Michelle Silveira Cristofori relembra a situação vivida por ela. “Em 2007 tive o câncer e precisei retirar a mama direita. Não deu para preservar nada. Fiz a mastectomia e o médico já implantou a prótese. Três meses depois fiz a reconstrução da aréola e do bico. O cirurgião retirou tecido da virilha para fazer o enxerto”. A comerciante diz que achou o procedimento cirúrgico tranquilo e comenta: “não é dolorido igual ao da mastectomia. Com dois meses estava 100%, mas é preciso repouso e ter cuidado para o implante pegar”, observa. Como houve diferença de cor de uma mama para outra, o médico de Michelle recomendou a micropigmentação. “Ficou excelente. Meu marido, que é da área médica, elogiou muito o resultado”, conta.
Micropigmentação paramédica: o que é?
Inajá Bessa gosta de metáforas para explicar o ofício que realiza há 17 anos e resultou em clientes de várias partes do Brasil. “O meu trabalho nada mais é que um bordado na costura do médico. Só entro onde a ciência termina, é um acabamento. Faço com a agulha o que um pintor faz com o pincel e gostaria que o SUS cobrisse esse trabalho”, declara.
Ela explica que a técnica consiste na implantação de pequenas quantidades de pigmento via agulha na derme (segunda camada da pele) que reagem com os melanócitos na camada basal e resulta na cor desejada na epiderme (camada externa da pele). Segundo a técnica em micropigmentação paramédica, o procedimento tem durabilidade de aproximadamente dois anos, mas por ser uma região que não sofre muito com a influência dos raios solares, a durabilidade é prolongada. Inajá conta que a maioria de suas pacientes são encaminhadas pelos próprios cirurgiões plásticos. É importante ressaltar que, com essa técnica, os mamilos não tem proeminência. O que o profissional faz é um trabalho de perspectiva que simula o efeito de projeção.

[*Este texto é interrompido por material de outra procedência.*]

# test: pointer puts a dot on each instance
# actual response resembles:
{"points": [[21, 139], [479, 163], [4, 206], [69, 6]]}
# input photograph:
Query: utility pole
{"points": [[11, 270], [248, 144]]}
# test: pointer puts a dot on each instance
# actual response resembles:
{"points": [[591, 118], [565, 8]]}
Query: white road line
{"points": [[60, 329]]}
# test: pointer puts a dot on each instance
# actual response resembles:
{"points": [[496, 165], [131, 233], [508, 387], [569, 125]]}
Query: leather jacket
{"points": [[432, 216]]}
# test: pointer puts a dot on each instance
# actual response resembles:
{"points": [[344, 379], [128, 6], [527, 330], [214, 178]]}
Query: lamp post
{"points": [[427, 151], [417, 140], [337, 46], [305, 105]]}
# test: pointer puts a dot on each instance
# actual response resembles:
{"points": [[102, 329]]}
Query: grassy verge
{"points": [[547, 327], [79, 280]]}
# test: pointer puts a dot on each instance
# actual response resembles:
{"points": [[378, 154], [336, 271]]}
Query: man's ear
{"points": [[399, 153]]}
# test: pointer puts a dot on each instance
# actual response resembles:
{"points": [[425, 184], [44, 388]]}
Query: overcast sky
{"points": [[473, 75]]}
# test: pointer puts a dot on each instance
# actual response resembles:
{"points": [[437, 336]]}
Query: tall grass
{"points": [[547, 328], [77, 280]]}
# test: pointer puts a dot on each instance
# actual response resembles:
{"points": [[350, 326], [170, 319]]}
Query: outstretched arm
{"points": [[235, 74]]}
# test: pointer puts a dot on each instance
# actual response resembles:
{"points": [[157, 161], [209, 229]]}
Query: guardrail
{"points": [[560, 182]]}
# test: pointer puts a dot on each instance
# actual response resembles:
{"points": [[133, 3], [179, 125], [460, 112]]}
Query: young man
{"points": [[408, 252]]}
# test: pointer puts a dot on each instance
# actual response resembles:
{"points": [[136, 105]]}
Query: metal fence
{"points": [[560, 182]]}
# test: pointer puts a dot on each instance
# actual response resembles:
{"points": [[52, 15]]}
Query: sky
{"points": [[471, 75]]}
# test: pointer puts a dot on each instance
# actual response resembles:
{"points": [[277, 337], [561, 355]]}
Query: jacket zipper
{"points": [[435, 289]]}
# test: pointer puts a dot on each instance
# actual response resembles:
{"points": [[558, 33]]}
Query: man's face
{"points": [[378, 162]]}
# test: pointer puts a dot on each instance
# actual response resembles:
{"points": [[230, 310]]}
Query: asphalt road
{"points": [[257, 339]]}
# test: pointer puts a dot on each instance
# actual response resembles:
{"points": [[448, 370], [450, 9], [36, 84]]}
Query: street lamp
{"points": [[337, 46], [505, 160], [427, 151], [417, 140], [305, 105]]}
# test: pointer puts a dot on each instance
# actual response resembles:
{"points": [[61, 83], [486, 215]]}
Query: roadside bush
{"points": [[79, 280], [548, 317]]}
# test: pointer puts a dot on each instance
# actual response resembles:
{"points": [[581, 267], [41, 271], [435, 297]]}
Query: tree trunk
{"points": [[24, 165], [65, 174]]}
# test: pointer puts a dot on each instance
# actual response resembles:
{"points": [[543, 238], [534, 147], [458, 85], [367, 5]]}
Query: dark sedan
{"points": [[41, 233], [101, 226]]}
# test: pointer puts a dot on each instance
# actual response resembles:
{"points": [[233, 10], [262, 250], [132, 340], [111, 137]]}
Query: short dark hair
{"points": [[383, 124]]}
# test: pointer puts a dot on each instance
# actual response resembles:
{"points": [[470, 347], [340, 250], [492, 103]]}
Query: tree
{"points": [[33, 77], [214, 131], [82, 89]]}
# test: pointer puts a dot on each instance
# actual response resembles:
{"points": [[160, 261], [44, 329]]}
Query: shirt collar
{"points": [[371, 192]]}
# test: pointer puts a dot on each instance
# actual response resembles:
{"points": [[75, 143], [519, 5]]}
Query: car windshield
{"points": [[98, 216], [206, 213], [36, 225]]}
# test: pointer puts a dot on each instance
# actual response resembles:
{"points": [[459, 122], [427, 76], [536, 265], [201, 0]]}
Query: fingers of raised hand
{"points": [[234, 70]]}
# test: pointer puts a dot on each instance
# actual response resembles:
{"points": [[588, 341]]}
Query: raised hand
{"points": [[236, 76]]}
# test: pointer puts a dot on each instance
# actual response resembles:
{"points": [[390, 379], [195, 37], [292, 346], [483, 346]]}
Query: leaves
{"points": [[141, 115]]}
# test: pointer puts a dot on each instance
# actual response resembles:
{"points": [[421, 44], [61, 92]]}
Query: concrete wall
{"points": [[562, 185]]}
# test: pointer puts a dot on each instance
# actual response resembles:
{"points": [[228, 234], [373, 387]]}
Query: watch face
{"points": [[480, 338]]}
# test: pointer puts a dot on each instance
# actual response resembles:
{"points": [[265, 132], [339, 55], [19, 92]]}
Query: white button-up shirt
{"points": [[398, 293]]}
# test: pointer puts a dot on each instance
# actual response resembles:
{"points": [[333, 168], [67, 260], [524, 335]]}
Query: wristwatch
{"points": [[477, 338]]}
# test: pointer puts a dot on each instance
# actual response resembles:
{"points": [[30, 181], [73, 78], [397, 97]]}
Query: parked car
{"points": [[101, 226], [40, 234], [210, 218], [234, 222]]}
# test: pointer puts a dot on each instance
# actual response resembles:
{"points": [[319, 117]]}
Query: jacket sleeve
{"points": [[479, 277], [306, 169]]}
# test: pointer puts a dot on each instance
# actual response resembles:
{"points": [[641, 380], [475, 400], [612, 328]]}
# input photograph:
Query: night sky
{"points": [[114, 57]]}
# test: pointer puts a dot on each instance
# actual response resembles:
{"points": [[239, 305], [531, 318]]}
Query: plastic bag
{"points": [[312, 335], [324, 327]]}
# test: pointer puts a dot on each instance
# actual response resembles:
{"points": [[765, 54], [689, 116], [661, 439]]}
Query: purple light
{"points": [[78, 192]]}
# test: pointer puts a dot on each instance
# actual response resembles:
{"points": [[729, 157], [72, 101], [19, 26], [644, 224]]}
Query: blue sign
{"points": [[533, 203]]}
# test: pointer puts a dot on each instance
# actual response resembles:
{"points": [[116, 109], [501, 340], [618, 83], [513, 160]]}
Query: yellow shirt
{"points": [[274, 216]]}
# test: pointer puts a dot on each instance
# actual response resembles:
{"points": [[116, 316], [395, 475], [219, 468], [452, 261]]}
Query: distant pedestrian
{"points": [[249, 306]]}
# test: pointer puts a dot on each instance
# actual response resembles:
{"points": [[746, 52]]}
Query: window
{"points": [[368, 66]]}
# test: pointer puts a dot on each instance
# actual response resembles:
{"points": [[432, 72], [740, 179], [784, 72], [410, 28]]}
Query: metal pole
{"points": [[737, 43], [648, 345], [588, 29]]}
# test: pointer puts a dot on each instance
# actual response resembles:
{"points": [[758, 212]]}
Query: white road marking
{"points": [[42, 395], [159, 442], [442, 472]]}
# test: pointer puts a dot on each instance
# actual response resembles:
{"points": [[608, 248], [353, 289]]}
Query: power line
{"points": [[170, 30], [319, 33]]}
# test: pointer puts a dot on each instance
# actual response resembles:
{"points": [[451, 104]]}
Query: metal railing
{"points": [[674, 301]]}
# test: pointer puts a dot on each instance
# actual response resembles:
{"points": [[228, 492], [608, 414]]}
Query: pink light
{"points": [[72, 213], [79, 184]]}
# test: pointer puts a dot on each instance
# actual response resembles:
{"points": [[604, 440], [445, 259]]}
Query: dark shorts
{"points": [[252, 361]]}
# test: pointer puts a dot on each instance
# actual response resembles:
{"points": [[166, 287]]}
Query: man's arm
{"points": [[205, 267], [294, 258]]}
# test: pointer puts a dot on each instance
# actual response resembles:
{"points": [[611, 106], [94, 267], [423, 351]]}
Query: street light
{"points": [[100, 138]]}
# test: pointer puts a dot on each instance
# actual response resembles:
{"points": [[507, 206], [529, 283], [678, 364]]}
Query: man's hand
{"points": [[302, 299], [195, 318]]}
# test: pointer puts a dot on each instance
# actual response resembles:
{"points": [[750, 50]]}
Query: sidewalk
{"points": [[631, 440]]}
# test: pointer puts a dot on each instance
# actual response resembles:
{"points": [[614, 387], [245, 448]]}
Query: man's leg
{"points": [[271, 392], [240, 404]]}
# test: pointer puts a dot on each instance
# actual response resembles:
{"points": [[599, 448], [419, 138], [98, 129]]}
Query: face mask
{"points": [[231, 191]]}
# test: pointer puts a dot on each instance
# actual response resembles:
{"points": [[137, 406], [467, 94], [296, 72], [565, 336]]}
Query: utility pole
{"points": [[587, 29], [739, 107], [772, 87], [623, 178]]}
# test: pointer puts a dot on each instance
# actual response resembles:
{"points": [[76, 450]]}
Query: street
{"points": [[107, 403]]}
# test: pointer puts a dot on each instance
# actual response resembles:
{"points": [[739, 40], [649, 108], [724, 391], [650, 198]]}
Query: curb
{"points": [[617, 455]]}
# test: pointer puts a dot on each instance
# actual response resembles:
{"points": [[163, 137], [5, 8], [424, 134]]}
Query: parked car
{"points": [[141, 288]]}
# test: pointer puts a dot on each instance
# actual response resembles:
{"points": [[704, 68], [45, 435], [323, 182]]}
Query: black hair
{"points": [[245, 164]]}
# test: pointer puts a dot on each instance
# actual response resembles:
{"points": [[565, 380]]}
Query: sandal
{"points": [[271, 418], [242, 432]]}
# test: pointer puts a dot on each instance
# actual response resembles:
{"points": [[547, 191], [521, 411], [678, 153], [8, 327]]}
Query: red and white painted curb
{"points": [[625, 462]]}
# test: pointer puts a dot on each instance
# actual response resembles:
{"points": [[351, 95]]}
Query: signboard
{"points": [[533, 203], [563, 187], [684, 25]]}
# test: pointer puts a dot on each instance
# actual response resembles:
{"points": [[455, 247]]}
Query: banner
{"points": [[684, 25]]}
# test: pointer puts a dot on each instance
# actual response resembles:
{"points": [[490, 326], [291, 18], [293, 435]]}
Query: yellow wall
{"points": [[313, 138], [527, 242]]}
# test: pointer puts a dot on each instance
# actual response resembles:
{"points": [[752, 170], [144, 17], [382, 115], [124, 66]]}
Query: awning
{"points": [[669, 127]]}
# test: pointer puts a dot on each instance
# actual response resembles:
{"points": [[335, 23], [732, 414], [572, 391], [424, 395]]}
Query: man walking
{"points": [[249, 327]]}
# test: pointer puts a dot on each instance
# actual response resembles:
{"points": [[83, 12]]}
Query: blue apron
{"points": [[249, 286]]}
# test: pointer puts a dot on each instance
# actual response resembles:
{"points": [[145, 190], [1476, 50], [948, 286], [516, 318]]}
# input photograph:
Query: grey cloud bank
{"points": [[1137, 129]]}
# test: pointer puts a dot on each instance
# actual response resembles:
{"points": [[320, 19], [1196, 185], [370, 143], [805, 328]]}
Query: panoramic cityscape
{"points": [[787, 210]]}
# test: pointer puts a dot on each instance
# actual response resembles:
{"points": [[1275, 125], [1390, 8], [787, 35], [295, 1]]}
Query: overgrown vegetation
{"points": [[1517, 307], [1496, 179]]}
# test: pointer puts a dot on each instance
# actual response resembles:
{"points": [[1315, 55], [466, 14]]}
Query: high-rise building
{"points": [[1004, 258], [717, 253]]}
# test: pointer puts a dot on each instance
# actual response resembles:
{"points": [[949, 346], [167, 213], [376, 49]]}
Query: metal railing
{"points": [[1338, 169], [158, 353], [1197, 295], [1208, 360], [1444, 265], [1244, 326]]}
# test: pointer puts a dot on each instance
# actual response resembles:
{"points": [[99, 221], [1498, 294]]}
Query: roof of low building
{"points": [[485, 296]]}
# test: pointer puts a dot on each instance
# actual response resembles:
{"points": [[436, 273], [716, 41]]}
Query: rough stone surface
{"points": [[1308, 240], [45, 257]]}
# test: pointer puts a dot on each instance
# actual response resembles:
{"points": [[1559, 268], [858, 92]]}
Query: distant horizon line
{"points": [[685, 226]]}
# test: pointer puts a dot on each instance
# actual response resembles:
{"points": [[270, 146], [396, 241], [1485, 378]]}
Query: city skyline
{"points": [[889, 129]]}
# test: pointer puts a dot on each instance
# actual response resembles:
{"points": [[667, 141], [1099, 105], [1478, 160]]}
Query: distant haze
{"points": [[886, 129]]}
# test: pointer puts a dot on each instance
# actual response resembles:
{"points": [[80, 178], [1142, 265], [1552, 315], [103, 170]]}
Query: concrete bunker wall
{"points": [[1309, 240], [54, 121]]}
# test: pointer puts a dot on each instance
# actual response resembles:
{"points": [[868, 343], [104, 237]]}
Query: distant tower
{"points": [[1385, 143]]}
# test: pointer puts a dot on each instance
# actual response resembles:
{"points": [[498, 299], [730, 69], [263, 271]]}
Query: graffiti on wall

Reconstrução de aréolas e mamilos: opções cirúrgicas
O mastologista João Henrique Penna Reis aponta as alternativas para reconstrução de aréolas e mamilos. “Faz-se um enxerto com áreas do corpo em que a pele tem pigmentação parecida, a virilha ou a parte interna da coxa”, diz. O médico explica que para fazer o mamilo, os cirurgiões usam a pele dessas mesmas regiões. “Dobra-se a pele sobre ela própria, como se a pele abraçasse ela mesma para projetar o mamilo”, detalha. Uma outra opção em casos de mulheres com mamilos mais protuberantes é usar um deles – caso não seja necessária a dupla mastectomia – para transformá-lo em dois. O lóbulo da orelha também pode ser usado para reconstruir o ‘bico’ do seio.
Já existem também próteses de mamilo e aréolas. “Existem em várias cores e formatos diferentes e são autoadesivas. Essa opção é a menos usada, o produto é importado, chegou ao Brasil há pouco tempo e não é bem aceita. As mulheres estão buscando uma solução definitiva e mais próxima do natural possível”, comenta.
Penna observa, entretanto, que não é raro - em casos que as pacientes precisam esperar para fazer a reconstrução – elas desistirem da cirurgia. “Elas se acostumam e deixam de dar importância”, diz.
As técnicas cirúrgicas, segundo Penna, são procedimentos tranquilos. “É superficial, só há interferência na pele e em áreas pequenas. A mulher não toma anestesia geral, tem um índice muito baixo de complicações e não tem dor no pós-operatório”, esclarece. No entanto, é comum as mulheres mesclarem o enxerto com a micropigmentação paramédica porque a pele passa por um sofrimento até o local começar a nutrir essa pele transplantada. “Ela despigmenta, fica mais clara e a micropigmentação pode ser necessária para dar cor”, pontua.